Deamelioration of putatively horizontally transferred genes.

The method of Lawrence and Ochman (87) was implemented in Python and is available at https://bitbucket.org/jason_c_kwan/age_horizontal_transfers.py. The script takes as input (i) an in-frame nucleotide FASTA file containing the sequences of putatively horizontally transferred genes, (ii) an in-frame nucleotide FASTA file containing a comparison set of gene sequences from the genome, (iii) a synonymous mutation rate in substitutions per 100 sites per million years, (iv) a nonsynonymous mutation rate in substitutions per 100 sites per million years, (v) a transition/transversion ratio (κ), (vi) a step time in millions of years, and (vii) a maximum time to iterate to. The script outputs GC content of each codon position (plus overall GC) at each time point and reports the estimated age of the gene cluster corresponding to the iteration with the smallest sum of squared deviations from equations 2 to 4. The substitution rates used in our calculations were half of the divergence rates estimated by Silva and Santos-Garcia (36) and were as follows: for “Ca. Ba. cicadellinicola,” synonymous rate of 0.55 and nonsynonymous rate of 0.05; for Bl. obliquus, synonymous rate of 3.95 and nonsynonymous rate of 0.26; for Bl. pennsylvanicus, synonymous rate of 3.2 and nonsynonymous rate of 0.28; for Bl. floridanus, synonymous rate of 4.45 and nonsynonymous rate of 0.395. A value of 7.0348 was used for κ, previously calculated for Burkholderia sp. Lv-StB and B. gladioli A1 (see above). A step time of 0.005 My and a maximum time of 50 My were used in all calculations. The comparison gene set included only nonpseudogenes that were not identified as putative horizontally transferred genes.
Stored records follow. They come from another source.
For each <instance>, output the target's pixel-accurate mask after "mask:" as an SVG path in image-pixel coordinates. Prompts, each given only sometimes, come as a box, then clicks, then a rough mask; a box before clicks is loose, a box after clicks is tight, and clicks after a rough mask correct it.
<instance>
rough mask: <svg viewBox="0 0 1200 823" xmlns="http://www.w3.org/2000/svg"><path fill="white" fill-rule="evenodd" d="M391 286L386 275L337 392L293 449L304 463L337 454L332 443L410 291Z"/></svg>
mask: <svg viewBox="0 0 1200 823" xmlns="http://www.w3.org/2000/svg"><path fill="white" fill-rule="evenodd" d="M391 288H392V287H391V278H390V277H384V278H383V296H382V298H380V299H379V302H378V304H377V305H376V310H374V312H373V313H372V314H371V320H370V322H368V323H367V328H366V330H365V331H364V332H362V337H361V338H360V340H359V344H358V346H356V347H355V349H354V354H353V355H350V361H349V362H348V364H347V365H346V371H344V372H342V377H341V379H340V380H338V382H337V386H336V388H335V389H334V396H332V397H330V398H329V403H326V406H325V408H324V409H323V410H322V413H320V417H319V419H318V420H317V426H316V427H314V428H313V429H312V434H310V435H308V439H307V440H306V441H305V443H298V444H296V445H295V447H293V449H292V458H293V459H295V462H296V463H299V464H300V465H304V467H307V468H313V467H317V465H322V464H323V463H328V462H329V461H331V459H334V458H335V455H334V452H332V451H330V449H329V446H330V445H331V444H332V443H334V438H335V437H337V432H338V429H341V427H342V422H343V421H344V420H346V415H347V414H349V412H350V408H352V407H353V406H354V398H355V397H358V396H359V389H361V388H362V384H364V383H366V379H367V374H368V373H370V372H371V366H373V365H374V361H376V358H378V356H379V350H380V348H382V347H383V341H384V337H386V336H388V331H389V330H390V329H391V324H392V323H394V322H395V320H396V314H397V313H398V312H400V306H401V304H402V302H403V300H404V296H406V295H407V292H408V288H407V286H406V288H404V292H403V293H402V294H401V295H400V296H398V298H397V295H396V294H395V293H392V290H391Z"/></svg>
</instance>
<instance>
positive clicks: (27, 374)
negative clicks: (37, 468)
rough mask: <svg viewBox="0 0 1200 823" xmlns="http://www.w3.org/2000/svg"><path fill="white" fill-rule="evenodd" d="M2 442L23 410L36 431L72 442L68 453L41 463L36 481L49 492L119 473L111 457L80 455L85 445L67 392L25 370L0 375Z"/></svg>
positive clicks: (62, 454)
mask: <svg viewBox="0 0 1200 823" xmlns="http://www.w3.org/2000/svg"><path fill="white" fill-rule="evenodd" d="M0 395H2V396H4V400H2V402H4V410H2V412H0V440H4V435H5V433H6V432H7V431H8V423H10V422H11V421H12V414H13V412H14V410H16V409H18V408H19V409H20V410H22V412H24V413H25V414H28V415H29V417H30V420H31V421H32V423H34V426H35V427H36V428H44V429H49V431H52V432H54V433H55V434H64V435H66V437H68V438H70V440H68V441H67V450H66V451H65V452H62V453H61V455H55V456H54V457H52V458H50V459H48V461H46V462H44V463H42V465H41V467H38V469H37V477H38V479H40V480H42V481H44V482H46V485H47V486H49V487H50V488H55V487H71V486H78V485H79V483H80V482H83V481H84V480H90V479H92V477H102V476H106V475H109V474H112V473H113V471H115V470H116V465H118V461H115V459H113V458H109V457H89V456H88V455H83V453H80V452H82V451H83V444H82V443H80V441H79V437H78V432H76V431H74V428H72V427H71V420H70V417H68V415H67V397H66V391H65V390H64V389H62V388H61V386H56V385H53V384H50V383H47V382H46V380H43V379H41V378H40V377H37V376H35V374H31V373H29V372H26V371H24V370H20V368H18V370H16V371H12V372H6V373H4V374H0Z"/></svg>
Microbial community analysis.

16S rRNA amplicon sequence data sets analyzed via Qiime (134) as described previously (24) were reanalyzed using Mothur v.1.40.3 (135). Reads shorter than 200 bp and reads containing ambiguous bases or homopolymeric runs longer than 7 bases were removed from the data set. Chimeric sequences were identified using VSEARCH (136) and removed from the data set. Reads were taxonomically classified against the Silva database (version 132), and all reads classified as unknown, eukaryotic, or mitochondrial or as representative of chloroplasts were removed from the data set. Reads were aligned using the Silva database (v. 132) as the reference and clustered into operational taxonomic units (OTUs) at a distance of 0.03, an approximation used for bacterial species. Counts of OTUs per sample were generated, and the top 10 most abundant OTUs were plotted (see Fig. S3 in the supplemental material). The top 50 most abundant OTUs were queried against the “nt” nucleotide database using BLAST for taxonomic classification.

Data availability.

The Burkholderia gladioli Lv-StA genome was deposited in GenBank under accession number WITE00000000. The metagenomic bins obtained in this study were deposited in GenBank under the following accession numbers: for Burkholderia sp. Lv-StB, WNDN00000000; for DBSCAN_round1_2, WNDO00000000; for DBSCAN_round1_3, WNDP00000000; for DBSCAN_round2_3, WNDQ00000000; for DBSCAN_round34_1, WNDR00000000; for DBSCAN_round3_0, WNDS00000000; for DBSCAN_round43_4, WNDT00000000; for DBSCAN_round44_0, WNDU00000000; for DBSCAN_round4_0, WNDV00000000; for DBSCAN_round4_12, WNDW00000000; for DBSCAN_round4_6, WNDX00000000; for DBSCAN_round5_1, WNDY00000000; for DBSCAN_round5_3, WNDZ00000000; for DBSCAN_round6_14, WNEA00000000; for DBSCAN_round6_18, WNEB00000000; for DBSCAN_round7_0, WNEC00000000; for DBSCAN_round7_14, WNED00000000; for DBSCAN_round8_1, WNEE00000000. The raw Illumina reads used to construct the L. villosa egg metagenome were deposited to the SRA database under accession number PRJNA531449.